We did our own research to prove that other organizations were sending us improperly declared data (some still send us raw single-byte French characters (Windows-1252) out of their database but tell us it is UTF-8; I think their UTF-8 stuff came from Microsoft boilerplate produced by a different author).
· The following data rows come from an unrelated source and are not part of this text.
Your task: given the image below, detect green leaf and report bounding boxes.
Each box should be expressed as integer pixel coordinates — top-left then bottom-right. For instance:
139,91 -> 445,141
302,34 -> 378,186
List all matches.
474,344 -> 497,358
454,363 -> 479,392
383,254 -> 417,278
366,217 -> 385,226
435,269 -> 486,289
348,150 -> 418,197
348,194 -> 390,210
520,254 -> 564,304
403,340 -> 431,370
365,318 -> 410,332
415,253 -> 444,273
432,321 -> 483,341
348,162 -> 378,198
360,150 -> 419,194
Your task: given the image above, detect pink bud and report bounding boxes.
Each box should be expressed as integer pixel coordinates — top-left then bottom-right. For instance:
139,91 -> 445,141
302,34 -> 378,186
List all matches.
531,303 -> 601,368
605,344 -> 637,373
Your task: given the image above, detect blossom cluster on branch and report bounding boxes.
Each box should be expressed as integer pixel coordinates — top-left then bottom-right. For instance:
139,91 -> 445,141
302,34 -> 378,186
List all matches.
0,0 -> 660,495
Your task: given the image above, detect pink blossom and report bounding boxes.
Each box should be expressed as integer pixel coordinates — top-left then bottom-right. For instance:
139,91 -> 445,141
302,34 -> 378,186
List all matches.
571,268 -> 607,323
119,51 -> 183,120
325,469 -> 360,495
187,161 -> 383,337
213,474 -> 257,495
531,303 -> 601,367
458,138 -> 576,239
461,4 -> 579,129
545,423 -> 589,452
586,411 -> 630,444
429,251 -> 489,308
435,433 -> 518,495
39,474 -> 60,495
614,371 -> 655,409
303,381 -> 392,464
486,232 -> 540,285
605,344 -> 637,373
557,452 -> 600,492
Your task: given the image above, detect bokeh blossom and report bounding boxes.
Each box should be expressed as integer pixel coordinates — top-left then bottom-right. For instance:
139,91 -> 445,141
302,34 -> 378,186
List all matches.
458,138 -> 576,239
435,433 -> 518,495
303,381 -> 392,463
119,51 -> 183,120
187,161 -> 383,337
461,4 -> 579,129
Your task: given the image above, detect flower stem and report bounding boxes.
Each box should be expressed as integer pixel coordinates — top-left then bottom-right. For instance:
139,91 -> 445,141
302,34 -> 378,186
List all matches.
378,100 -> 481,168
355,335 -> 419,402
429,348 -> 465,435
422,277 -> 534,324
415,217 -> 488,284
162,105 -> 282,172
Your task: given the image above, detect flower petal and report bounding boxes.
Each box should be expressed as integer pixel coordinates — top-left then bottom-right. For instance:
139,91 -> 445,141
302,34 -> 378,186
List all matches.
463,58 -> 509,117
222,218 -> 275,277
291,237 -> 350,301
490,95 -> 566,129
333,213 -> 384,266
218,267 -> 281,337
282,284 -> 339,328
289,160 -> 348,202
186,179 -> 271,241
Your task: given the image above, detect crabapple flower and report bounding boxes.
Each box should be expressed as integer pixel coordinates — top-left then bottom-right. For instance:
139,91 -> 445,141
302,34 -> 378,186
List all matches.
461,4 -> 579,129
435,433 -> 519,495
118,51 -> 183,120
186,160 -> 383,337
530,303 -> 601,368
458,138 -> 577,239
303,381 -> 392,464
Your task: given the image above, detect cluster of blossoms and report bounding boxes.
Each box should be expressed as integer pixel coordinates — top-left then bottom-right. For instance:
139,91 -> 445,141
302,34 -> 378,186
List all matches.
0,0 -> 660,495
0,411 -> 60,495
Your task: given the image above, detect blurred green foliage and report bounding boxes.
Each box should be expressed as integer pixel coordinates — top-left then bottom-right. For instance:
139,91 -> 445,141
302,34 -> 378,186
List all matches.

Much of our starting material came from here:

http://www.unicode.org/versions/Unicode8.0.0/ch01.pdf

quote: Unicode characters are represented in one of three encoding forms: a  32-bit form (UTF-32), a 16-bit form (UTF-16), and an 8-bit form (UTF-8). The  8-bit,  byte-oriented  form, UTF-8, has been designed for ease of use with existing ASCII-based systems. The Unicode Standard is code-for-code identical  with International Standard ISO/IEC 10646. Any implementation that is conformant to Unicode is therefore conformant to ISO/IEC 10646. The Unicode Standard contains 1,114,112 code points, most of which are available for encoding of characters. The majority of the common characters used in the major languages of the world are encoded in the first 65,536 code points ... 

Our OpenVMS World: We store single-byte Windows-1252 characters in our RMS databases but properly ensure the data is mapped to unicode then encoded to UTF-8 before transmission. In the case of people sending us bad data, we wrote our own routines to do a best effort detection / conversion.

Neil Rieck
Waterloo, Ontario, Canada.